The storm then took an easterly direction and struck the house of Mr. C. C. Oden. The trees in the yard were twisted into gnarled shapes and even the vegetables in the garden were torn form their sockets in the earth. Mr. Oden was killed outright and so were his three daughters, 15, 12 and 9 years respectively. Mrs. Oden received injuries from which she died later on.
The home of Mrs. Henry Wharton was next attacked by the storm, and it was wrecked but Mrs. Wharton was not badly injured.
Then came the home of R. G. Quick. It went into smithereens and he and his two children were injured and a mule killed, but there were no fatalities here.

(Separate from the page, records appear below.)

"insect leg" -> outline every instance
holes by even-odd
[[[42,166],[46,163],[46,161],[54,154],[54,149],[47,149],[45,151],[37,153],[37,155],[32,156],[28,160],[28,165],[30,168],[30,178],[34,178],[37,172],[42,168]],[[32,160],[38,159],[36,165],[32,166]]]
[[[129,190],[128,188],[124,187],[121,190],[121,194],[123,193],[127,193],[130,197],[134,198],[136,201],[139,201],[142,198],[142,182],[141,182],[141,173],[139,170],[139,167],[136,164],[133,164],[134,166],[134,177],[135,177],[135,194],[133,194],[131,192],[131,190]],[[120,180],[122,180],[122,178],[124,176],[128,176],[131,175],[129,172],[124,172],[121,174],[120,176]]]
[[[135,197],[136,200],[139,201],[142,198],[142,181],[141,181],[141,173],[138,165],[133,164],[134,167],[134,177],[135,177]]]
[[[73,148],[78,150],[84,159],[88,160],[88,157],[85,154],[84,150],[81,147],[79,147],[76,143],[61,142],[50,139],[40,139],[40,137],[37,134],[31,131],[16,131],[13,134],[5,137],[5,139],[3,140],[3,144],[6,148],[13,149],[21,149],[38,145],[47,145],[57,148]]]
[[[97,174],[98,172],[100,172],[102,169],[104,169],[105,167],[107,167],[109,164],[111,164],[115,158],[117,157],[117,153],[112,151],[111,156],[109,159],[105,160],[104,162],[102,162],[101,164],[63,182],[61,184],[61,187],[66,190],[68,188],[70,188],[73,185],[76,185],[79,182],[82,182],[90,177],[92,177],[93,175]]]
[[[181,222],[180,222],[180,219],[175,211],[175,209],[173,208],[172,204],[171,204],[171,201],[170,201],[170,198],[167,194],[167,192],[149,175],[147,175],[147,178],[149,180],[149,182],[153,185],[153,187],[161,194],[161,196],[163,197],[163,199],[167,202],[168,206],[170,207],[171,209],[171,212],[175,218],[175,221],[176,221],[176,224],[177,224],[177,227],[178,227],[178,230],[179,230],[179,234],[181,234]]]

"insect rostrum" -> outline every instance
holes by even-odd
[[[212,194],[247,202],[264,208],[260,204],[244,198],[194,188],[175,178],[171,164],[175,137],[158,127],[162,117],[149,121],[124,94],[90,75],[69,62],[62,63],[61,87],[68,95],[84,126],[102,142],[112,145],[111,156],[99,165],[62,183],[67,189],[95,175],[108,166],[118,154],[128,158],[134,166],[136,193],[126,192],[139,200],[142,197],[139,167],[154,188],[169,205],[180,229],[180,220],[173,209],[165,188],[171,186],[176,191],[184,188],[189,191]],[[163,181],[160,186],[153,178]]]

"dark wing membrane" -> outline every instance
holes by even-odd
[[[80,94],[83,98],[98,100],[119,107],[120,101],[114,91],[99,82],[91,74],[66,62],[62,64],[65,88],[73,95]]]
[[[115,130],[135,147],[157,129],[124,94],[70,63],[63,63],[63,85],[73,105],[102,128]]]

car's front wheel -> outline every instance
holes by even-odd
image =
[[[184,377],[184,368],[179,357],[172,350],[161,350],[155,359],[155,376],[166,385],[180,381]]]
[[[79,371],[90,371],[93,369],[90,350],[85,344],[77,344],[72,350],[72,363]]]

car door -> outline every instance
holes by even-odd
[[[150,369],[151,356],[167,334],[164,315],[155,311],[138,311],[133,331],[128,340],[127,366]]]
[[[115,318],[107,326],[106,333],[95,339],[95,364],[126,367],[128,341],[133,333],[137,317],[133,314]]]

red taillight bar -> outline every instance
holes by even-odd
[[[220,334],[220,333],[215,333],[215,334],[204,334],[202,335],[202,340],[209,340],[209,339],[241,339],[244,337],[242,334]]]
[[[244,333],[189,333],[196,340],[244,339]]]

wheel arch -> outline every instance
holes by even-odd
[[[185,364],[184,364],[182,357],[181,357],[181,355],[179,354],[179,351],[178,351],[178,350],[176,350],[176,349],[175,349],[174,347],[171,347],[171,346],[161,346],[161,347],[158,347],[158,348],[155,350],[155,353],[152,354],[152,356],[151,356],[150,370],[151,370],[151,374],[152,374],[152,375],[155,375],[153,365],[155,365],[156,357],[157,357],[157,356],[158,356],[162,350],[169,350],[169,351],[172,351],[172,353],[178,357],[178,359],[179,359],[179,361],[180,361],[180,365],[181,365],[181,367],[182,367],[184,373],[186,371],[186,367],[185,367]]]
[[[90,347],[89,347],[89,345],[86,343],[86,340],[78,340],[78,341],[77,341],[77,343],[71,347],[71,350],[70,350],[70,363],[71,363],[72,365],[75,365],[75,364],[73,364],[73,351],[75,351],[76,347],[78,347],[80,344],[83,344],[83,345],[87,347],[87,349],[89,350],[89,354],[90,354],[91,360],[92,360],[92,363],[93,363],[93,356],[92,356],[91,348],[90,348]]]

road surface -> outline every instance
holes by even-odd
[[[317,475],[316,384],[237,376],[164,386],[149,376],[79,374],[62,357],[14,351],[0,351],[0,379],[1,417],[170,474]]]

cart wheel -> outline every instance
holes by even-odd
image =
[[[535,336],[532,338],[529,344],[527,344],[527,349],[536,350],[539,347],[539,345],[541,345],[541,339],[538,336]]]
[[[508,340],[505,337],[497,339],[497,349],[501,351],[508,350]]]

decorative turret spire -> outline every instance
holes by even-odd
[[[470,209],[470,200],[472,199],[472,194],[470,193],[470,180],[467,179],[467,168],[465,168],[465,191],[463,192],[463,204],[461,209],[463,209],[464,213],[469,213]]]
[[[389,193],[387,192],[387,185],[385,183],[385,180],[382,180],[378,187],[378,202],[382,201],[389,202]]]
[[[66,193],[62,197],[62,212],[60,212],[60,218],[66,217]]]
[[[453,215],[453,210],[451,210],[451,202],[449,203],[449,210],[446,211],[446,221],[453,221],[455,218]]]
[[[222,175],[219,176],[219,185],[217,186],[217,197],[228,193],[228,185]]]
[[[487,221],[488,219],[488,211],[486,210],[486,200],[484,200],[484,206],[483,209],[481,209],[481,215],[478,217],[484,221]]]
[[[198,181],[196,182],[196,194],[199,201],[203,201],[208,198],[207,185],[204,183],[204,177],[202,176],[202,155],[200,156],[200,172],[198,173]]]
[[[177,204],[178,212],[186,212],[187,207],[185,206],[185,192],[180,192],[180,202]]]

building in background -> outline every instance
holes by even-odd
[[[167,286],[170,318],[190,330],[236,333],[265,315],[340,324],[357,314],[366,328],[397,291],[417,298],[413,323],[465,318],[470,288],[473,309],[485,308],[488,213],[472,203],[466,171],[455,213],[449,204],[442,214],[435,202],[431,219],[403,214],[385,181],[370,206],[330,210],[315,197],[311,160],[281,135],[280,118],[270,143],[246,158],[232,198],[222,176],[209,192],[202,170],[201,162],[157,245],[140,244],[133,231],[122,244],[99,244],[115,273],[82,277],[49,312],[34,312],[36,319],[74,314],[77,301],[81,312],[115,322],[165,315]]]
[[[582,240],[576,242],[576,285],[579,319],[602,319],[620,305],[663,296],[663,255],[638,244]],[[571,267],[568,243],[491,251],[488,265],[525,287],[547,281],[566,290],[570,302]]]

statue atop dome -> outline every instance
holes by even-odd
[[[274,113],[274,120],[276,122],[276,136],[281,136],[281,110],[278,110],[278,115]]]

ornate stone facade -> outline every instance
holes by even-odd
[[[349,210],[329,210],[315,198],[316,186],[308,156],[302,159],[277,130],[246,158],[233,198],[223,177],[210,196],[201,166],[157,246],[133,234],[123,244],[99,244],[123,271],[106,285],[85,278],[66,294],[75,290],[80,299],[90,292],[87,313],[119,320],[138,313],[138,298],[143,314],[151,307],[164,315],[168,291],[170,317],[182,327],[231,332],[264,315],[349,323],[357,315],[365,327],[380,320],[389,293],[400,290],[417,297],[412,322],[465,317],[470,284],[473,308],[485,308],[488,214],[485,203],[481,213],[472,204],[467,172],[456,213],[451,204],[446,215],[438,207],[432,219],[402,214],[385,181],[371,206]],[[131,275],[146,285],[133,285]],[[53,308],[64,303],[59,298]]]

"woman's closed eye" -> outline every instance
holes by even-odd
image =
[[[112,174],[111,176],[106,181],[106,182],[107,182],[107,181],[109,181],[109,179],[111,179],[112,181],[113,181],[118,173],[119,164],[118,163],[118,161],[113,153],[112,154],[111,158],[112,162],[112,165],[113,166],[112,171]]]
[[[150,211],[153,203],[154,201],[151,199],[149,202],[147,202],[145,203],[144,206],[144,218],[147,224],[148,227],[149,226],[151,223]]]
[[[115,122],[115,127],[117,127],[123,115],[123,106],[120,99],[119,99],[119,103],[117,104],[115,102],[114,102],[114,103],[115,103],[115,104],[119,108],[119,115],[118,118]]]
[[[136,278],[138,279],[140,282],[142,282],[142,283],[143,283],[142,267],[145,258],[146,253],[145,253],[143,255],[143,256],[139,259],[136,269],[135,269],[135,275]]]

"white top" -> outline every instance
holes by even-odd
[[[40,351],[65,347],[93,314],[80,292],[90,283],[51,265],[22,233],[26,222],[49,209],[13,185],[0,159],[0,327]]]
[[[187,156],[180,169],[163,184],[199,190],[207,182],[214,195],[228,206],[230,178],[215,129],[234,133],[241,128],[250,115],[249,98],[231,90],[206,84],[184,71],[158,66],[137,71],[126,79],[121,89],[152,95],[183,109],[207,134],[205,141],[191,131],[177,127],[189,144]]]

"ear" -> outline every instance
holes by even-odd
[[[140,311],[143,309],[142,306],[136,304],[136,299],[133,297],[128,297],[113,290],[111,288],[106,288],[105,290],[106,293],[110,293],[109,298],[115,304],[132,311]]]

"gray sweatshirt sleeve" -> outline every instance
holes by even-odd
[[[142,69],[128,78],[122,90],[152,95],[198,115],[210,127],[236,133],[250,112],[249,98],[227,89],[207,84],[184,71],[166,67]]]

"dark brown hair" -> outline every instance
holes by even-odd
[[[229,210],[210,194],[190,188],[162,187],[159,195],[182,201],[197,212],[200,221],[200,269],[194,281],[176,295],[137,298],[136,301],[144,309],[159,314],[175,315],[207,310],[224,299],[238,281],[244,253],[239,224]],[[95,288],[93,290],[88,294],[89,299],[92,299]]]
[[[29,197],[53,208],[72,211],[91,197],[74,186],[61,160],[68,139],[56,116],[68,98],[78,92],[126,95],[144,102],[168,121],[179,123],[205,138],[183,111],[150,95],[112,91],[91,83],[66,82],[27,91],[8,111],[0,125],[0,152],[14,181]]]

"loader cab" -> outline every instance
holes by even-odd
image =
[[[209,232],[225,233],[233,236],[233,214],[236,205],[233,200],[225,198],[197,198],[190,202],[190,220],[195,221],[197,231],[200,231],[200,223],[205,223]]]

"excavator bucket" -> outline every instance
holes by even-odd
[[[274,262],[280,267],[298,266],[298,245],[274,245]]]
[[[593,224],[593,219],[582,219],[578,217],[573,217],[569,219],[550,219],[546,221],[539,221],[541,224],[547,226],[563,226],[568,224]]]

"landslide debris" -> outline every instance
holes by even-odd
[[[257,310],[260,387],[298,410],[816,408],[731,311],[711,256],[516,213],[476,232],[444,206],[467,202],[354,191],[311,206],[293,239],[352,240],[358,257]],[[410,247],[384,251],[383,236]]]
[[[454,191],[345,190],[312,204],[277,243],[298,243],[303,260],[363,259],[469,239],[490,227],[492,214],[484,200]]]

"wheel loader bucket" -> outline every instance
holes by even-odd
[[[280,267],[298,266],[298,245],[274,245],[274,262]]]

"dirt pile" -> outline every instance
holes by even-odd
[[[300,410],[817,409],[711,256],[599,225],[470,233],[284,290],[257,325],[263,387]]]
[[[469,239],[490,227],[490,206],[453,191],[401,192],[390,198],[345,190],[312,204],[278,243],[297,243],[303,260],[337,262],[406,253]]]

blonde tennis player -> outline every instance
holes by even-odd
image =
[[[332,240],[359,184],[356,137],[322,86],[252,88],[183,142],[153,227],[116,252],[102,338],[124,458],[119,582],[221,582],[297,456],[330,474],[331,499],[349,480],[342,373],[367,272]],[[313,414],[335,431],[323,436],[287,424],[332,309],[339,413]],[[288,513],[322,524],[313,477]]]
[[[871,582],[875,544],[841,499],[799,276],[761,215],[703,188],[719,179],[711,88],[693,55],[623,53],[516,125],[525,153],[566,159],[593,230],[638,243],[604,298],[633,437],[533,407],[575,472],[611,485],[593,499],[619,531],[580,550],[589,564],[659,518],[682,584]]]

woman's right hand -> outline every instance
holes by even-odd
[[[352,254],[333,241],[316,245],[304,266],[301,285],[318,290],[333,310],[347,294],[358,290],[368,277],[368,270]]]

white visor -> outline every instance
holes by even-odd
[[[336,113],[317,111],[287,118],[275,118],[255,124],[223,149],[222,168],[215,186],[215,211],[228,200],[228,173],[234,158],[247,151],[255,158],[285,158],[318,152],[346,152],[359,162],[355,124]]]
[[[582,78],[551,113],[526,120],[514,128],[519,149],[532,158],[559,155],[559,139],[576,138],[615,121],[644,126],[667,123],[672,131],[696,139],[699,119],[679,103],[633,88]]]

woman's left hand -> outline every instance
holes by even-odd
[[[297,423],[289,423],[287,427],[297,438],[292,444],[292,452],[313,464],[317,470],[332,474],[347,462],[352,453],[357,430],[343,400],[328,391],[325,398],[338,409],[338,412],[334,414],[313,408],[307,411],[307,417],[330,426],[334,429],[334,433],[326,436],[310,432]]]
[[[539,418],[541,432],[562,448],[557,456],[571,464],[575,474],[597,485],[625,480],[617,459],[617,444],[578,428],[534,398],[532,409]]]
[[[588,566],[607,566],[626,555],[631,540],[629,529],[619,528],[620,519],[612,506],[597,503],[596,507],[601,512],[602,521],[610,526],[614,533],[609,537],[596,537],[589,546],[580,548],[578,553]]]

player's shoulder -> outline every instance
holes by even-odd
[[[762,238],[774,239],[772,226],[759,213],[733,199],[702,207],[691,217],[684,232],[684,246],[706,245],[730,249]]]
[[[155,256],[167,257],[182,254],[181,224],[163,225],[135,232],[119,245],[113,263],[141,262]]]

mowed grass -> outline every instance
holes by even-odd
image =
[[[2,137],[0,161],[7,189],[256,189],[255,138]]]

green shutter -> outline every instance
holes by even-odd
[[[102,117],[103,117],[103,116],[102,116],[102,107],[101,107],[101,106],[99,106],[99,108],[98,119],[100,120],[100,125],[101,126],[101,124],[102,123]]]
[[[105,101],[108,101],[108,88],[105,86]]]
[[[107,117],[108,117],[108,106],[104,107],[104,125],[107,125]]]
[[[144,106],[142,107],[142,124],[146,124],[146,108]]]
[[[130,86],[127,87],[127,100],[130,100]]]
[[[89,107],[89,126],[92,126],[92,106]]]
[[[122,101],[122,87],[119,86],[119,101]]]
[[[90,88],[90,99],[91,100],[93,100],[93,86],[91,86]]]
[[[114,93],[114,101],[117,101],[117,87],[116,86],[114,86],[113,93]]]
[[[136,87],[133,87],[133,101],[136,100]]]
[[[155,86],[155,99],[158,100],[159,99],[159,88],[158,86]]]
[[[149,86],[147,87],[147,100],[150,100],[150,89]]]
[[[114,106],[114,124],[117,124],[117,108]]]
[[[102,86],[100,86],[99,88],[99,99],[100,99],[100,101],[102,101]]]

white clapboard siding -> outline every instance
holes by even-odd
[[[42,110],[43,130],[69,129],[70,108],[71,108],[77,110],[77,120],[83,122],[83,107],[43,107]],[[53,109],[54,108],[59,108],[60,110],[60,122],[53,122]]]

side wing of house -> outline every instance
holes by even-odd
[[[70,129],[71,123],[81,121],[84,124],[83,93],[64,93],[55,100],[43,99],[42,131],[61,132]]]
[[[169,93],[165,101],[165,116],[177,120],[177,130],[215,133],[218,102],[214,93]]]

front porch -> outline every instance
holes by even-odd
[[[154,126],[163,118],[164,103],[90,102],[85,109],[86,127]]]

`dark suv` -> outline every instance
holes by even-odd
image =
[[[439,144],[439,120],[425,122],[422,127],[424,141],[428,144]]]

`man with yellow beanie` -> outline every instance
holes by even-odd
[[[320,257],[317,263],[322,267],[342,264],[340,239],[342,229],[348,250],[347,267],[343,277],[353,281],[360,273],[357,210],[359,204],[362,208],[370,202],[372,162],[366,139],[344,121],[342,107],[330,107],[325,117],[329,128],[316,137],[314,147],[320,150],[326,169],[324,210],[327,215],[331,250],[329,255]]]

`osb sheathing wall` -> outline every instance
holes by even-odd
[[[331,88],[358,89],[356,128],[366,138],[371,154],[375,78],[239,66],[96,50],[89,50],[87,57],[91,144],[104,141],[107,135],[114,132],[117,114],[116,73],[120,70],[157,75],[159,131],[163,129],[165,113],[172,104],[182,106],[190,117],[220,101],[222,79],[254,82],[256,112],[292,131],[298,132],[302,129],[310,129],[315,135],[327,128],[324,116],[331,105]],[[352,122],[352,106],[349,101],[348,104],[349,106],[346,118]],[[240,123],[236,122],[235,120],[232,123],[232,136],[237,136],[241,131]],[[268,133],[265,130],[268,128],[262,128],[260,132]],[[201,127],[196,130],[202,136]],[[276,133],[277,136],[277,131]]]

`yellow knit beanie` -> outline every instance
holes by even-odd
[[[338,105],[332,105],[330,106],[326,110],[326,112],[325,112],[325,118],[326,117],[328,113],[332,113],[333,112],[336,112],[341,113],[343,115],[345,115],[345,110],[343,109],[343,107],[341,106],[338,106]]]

The Atlanta Constitution, Atlanta, GA 9 Apr 1903
THREE DEATHS ADDED TO LIST
More Victims for Alabama Cyclone.
Two Children Die at Hanceville - Were Not Expected to Die.
Hanceville, Ala., April 9. - Two more deaths resulted today from the cyclone which swept the country west of here Wednesday morning about 2 o'clock.
They are ISABELLE McCOY, aged 6, and EFFIE McCOY, who was not considered one of the seriously injured. The former died early this morning and the latter about noon. The funerals were conducted from the Hopewell church and the family members were all buried in the same grave. Two other members of the same family are also expected to die.
The funeral services over the remains of the Odens was also conducted this morning. One of the Oden children, it is thought, will also die, being injured internally.
Reports of the damage of the storm across the river reached here today. The storm jumped to Summit, Ala., which is in the northern corner of Blount county, where several persons were severly injured and a dozen houses and barns destroyed.
The Atlanta Constitution, Atlanta, GA 10 Apr 1903
PATH OF DESOLATION.
Twelve Killed and Score Injured by the Tornado In Alabama.
Birmingham, Ala., April 9. - Without a word of warning the little hamlet of Hopewell, 40 miles north of this city, was swept away by a cyclone, which cut a path of desolation a mile wide and two miles across a prosperous farming section of Blunt [sic] county. Twelve persons were instantly killed, three or four fatally and a score seriously injured. It is believed that several injured will die. The storm tore everything in its way. There was not the slightest intimation of its approach until the houses were being torn to pieces.
The home of Henry McCoy, son of John McCoy, received the worst impact of the storm. His wife was severely injured, two of his children are still unconscious and two other children are dead. He was still clasping his baby in his arms when his body was found close to the house.